Quando a sonda New Horizons, da NASA, passou por Plutão em 2015, revelou um mundo surpreendente. Montanhas de gelo, neblinas finas e sinais de atividade geológica indicaram que um oceano subterrâneo pode existir no planeta anão. Desde então, pesquisadores vêm tentando entender melhor esse lugar distante.

Entre eles está Carly Howett, cientista planetária da Universidade de Oxford, na Inglaterra, que fez parte da equipe da New Horizons. No mês passado, durante a conferência “Progresso na Compreensão da Missão de Plutão: 10 Anos após o Sobrevoo”, realizada em Laurel, Maryland, nos EUA, ela apresentou as atualizações de um projeto que propõe enviar uma nova sonda para estudar Plutão de perto. O plano prevê uma missão de longa duração, capaz de estudar o planeta anão por mais de meio século.

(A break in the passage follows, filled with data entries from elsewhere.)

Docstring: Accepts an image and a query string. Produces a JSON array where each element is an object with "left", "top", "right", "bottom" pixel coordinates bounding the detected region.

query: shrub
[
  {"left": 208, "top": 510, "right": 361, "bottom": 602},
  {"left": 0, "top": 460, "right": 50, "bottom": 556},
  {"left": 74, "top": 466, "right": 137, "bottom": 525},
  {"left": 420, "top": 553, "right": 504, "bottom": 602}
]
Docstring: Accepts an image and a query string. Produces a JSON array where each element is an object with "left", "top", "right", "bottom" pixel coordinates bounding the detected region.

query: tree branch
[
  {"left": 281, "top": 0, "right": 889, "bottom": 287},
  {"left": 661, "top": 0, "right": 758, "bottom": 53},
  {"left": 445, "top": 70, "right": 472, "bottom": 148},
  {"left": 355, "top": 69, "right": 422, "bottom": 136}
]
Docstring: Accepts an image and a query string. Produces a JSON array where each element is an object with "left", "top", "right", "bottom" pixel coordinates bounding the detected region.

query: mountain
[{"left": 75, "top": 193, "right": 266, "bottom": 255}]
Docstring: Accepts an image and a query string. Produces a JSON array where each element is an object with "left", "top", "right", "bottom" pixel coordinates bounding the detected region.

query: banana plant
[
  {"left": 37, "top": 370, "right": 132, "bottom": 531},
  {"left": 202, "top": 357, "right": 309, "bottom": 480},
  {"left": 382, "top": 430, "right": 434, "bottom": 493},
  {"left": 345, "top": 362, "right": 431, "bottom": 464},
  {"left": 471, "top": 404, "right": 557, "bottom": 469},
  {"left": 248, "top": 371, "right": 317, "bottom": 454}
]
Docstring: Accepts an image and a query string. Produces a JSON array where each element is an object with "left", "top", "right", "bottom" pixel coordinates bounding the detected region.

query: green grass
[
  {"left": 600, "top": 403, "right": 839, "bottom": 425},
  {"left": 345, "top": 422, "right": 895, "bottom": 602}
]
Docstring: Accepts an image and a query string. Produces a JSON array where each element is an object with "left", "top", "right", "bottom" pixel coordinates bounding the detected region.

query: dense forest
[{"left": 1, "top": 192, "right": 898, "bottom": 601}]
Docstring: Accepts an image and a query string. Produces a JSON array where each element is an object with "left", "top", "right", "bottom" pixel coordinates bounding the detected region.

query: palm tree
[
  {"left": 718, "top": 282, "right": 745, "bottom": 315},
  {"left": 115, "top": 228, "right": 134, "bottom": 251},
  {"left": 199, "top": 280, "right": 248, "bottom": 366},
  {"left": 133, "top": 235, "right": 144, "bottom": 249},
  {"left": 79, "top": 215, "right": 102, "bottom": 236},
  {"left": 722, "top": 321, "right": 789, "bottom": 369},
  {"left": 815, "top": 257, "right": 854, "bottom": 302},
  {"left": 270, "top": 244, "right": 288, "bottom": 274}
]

Simulação da sonda New Horizons se aproximando de Plutão. Crédito: muratart – Shutterstock

O projeto foi batizado de Perséfone, inspirado na rainha do submundo da mitologia grega, esposa de Plutão (o deus romano). O nome foi escolhido também para refletir a participação significativa de mulheres na liderança da missão.

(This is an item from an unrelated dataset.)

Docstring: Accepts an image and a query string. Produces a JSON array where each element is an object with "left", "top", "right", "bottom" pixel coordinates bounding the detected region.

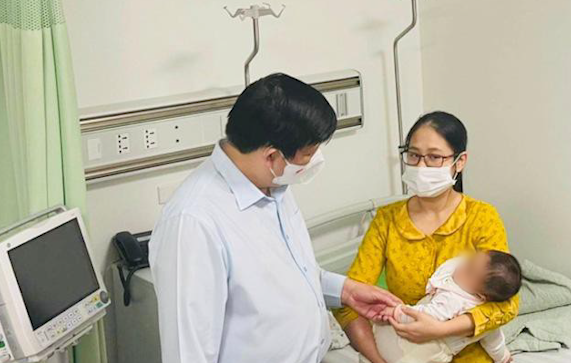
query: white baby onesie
[{"left": 367, "top": 257, "right": 511, "bottom": 363}]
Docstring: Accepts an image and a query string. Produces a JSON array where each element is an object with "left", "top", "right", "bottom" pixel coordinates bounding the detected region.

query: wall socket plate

A sonda Perséfone levaria 11 instrumentos científicos, todos baseados em tecnologias já testadas em outras missões, mas com melhorias. O principal objetivo é descobrir se Plutão ainda guarda um oceano líquido sob sua crosta gelada. Antes da New Horizons, a maioria dos cientistas acreditava que isso era improvável. Em mundos congelados, a água tende a solidificar com o tempo. Para permanecer líquida por bilhões de anos, seria preciso uma fonte constante de calor interno.

Algumas luas, como as de Júpiter e Saturno, se mantêm aquecidas graças à gravidade de seus planetas e de vizinhos próximos, que causam flexões no interior. Plutão e sua maior lua, Caronte, formam um sistema quase equilibrado em tamanho, o que poderia ajudar a reter calor, especialmente se o oceano contiver substâncias que diminuam o ponto de congelamento.

Uma das perguntas que a sonda Perséfone poderia responder sobre Plutão é se o planeta anão mantém um oceano escondido sob sua crosta. Crédito: Carly Howett et. al. / NASA, 2020.

Missão Perséfone passaria três anos na órbita de Plutão

A New Horizons não ficou muito tempo por lá – observou Plutão em detalhes por apenas algumas horas. Já a Perséfone entraria em órbita e ficaria três anos estudando o planeta anão de perto.

Entre as tarefas, a sonda analisaria a forma de Plutão para buscar sinais de antigas protuberâncias criadas pela gravidade, algo mais fácil de identificar quando existe água líquida no interior. Também mediria a composição e a estrutura de Plutão e Caronte, calculando a espessura do gelo e identificando pontos de calor.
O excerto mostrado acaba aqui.